Baskin seems genuinely excited about her new series, but I can’t help feeling it might end up overshadowed by Netflix’s Tiger King 2, which, as luck would have it, was also released this week. Baskin says she only took part in the first series because she was led to believe it was a documentary about the abuse of big cats. This time around, she is emphatically not involved, and is even suing Netflix for using footage of her.

Even so, Baskin’s name comes up – a lot. Episodes two and three of the new series resurrect the theory that Baskin murdered her husband; producers even enlist the help of amateur sleuths trying to find the ‘truth’. “It’s just shocking to me that they would continue to try and trash my name,” she says. “I feel like there’s some kind of personal vendetta there. They could tell a really crazy story about these crazy people exploiting big cats, without trying to make me into a murderer.” Baskin says she “gave [producers] all of the evidence to prove that so many of the things that they were saying were not true”, adding that she was never considered a suspect by police.

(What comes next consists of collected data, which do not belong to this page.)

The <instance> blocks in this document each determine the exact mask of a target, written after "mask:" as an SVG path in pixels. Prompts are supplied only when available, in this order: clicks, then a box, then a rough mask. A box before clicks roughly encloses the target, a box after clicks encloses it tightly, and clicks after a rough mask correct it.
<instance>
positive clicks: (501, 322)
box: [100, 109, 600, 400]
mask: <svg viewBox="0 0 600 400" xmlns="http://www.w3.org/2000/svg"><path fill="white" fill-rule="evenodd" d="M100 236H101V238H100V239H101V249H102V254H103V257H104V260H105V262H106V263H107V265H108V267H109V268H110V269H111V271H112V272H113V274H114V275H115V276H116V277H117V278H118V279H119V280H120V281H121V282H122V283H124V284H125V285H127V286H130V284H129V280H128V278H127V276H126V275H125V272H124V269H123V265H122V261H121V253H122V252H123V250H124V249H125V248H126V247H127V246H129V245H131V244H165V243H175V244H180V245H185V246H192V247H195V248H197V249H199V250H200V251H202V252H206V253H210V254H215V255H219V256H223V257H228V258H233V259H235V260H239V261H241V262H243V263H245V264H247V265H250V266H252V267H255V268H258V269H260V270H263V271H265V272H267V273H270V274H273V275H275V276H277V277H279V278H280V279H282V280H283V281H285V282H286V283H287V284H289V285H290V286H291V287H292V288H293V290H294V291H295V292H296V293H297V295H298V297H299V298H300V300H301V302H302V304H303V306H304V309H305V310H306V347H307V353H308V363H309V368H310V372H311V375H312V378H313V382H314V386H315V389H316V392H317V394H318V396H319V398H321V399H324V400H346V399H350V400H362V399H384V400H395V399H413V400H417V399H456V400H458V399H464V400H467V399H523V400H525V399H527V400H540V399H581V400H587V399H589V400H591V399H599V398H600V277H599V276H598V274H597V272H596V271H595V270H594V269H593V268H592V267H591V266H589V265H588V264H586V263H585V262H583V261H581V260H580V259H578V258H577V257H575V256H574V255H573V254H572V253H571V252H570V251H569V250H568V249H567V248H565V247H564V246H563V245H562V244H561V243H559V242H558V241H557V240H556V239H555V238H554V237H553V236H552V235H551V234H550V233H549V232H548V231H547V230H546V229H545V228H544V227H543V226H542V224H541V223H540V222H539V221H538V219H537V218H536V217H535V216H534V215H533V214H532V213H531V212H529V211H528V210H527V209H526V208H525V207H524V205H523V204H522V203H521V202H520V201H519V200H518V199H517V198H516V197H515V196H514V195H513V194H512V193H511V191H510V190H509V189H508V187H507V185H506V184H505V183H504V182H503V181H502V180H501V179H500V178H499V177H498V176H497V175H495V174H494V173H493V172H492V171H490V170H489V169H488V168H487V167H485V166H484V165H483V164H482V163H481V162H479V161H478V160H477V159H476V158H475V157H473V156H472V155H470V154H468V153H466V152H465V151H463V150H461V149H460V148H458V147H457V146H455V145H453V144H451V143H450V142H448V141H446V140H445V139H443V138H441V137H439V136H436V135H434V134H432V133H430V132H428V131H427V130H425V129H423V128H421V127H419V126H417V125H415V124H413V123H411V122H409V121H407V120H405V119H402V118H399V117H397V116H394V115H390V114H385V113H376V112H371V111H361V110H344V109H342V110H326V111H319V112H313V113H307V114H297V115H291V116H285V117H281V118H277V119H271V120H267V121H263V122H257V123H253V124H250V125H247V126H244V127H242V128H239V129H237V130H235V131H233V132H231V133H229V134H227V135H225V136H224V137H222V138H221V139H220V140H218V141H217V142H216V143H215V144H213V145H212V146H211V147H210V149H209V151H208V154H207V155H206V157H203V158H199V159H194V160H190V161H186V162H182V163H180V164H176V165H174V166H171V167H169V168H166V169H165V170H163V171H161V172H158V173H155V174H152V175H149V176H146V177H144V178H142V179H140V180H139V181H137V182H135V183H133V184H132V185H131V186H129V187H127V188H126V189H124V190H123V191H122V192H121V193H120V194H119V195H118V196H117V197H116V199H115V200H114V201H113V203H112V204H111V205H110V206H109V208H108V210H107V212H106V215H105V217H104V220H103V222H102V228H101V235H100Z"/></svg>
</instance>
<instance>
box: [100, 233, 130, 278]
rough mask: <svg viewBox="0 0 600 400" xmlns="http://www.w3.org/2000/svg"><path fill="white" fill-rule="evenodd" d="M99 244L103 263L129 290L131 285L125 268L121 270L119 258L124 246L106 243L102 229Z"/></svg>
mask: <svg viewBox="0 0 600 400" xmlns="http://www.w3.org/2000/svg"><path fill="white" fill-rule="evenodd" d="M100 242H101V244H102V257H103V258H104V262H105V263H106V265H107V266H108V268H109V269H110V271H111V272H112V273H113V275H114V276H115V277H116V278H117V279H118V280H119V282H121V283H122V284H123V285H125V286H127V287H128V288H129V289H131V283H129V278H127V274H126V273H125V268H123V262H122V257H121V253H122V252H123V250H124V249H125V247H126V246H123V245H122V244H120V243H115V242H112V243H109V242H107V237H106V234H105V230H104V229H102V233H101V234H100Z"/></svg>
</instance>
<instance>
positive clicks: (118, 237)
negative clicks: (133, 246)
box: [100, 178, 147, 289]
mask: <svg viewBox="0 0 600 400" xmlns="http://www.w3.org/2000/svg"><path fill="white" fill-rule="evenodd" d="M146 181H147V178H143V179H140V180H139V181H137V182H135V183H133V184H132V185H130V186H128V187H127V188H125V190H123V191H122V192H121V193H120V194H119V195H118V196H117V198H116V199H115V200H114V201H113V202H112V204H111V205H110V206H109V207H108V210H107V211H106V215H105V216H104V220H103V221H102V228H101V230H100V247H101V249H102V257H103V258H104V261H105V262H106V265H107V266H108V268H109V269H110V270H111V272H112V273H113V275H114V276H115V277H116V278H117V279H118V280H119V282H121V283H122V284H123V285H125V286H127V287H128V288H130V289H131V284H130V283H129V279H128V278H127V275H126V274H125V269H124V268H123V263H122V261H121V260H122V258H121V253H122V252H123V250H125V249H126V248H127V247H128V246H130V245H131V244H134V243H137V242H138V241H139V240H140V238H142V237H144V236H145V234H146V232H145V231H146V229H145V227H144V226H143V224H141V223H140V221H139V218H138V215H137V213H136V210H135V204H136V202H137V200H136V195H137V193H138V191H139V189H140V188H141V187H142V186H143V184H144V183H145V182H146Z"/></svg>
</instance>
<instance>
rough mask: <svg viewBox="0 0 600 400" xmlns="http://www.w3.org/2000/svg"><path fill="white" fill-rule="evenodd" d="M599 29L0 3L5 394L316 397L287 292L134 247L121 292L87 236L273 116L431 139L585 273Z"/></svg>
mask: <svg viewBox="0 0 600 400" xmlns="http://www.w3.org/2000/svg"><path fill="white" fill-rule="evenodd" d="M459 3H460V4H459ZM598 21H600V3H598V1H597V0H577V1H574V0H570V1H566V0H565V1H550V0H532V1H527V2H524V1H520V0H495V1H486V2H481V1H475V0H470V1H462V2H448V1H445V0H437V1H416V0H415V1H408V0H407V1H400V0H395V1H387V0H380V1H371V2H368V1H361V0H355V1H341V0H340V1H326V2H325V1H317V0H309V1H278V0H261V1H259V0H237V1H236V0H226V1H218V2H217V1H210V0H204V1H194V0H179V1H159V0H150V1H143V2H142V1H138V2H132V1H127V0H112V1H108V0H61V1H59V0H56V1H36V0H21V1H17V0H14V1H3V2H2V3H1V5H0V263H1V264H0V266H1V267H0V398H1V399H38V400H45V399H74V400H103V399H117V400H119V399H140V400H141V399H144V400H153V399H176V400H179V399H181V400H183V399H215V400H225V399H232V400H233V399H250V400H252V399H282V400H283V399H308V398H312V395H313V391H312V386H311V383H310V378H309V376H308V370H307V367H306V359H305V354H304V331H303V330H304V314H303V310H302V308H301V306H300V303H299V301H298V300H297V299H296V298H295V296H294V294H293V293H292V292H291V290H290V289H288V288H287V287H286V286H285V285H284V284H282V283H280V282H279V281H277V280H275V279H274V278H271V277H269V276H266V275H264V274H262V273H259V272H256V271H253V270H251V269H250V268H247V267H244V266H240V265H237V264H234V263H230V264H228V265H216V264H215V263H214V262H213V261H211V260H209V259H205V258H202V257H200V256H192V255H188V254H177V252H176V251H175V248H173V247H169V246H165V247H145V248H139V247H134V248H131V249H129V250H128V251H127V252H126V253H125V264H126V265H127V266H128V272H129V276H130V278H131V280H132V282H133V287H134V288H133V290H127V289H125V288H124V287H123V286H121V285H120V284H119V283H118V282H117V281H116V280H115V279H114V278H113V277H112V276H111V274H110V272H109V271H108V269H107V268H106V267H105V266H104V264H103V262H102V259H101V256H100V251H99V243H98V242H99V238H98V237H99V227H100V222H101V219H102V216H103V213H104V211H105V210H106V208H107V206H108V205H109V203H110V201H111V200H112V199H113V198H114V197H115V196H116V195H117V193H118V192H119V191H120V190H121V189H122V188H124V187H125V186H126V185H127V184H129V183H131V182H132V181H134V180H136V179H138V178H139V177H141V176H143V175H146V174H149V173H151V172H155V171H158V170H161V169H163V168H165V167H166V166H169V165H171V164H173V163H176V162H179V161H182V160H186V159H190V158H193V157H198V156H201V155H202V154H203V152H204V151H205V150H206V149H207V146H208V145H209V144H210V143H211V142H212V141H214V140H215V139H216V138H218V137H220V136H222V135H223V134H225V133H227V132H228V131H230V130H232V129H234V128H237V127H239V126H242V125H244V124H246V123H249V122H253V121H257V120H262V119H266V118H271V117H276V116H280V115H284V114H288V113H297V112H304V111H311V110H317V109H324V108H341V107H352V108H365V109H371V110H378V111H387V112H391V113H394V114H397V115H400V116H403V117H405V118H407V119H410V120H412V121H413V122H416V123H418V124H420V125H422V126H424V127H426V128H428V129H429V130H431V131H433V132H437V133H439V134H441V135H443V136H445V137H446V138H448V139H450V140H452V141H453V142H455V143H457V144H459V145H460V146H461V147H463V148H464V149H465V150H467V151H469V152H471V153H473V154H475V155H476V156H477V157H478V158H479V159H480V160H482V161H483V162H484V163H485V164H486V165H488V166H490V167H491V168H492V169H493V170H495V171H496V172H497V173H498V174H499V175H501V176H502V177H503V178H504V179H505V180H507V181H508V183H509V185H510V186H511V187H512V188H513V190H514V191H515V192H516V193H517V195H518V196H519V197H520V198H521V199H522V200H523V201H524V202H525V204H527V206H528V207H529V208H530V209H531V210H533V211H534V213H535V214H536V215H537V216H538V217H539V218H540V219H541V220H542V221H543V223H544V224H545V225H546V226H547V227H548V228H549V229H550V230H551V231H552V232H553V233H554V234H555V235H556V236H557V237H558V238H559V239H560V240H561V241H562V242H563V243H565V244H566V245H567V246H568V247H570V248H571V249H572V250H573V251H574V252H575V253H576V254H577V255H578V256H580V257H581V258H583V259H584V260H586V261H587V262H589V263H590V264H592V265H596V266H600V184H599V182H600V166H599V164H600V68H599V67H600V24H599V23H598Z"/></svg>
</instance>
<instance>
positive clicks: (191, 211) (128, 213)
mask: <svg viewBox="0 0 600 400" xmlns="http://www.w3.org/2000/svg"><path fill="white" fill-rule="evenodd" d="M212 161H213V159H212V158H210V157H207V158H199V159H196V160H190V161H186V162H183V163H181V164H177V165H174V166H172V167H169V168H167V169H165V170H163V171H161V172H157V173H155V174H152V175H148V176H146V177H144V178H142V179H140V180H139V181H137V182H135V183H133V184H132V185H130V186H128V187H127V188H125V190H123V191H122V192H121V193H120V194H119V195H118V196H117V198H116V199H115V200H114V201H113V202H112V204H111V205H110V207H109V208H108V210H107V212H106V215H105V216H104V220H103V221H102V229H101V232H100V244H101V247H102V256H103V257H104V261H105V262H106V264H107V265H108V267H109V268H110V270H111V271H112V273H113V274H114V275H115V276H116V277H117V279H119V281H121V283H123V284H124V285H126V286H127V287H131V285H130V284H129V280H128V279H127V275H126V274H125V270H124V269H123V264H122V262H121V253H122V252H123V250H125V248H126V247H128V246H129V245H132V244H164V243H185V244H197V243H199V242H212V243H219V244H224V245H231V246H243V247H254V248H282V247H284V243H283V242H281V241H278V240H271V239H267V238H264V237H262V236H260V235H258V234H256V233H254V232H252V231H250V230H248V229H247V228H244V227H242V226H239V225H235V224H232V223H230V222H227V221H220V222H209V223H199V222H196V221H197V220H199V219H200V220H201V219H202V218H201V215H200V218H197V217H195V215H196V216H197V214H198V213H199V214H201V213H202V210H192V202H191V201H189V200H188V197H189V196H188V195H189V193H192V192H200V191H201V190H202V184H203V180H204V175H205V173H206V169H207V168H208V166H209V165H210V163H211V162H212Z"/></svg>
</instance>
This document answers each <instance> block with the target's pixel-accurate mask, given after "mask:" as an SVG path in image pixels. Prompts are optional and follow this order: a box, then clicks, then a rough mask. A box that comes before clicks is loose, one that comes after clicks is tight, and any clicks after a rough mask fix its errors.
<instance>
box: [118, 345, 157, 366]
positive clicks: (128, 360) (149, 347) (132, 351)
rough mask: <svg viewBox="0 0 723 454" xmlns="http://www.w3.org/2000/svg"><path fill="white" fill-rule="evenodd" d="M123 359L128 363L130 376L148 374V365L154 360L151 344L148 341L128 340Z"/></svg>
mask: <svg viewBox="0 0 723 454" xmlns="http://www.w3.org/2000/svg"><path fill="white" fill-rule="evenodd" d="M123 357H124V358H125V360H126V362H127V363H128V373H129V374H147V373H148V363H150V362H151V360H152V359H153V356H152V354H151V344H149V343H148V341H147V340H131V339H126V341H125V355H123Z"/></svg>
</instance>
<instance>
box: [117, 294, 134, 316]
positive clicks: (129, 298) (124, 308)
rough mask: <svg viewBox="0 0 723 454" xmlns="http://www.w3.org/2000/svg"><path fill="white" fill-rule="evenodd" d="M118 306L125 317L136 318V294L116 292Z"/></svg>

There is much turmoil in Baskin’s life, but she retains a striking capacity for fun. With public tours cancelled last year due to Covid, her sanctuary lost $1 million in expected revenue – money she tried to make back by appearing on Dancing with the Stars (the US version of Strictly Come Dancing), in which she danced in animal-print costumes to songs like Eye of the Tiger and What’s new Pussycat?.

She has also made more than $600,000 on Cameo, an app through which celebrities record videos for fans. A minute-long message from Baskin costs about £250; she has recorded four to eight every day since becoming famous. She’s aware that she’s often the butt of the joke in these videos. Last summer, an internet prankster tricked Baskin into sending her regards to “Rolf Harris” and his “best friend, Jimmy Savile”; and earlier this month, the comedian Daisy May Cooper paid Baskin to intervene in a dispute with her publisher. “Apparently I’m involved in some book dispute,” Baskin says with a cheerful shrug, “I didn’t understand either side of that – but I’m in it.”

But as I say goodbye, I get the sense that Baskin might be the one having the last laugh.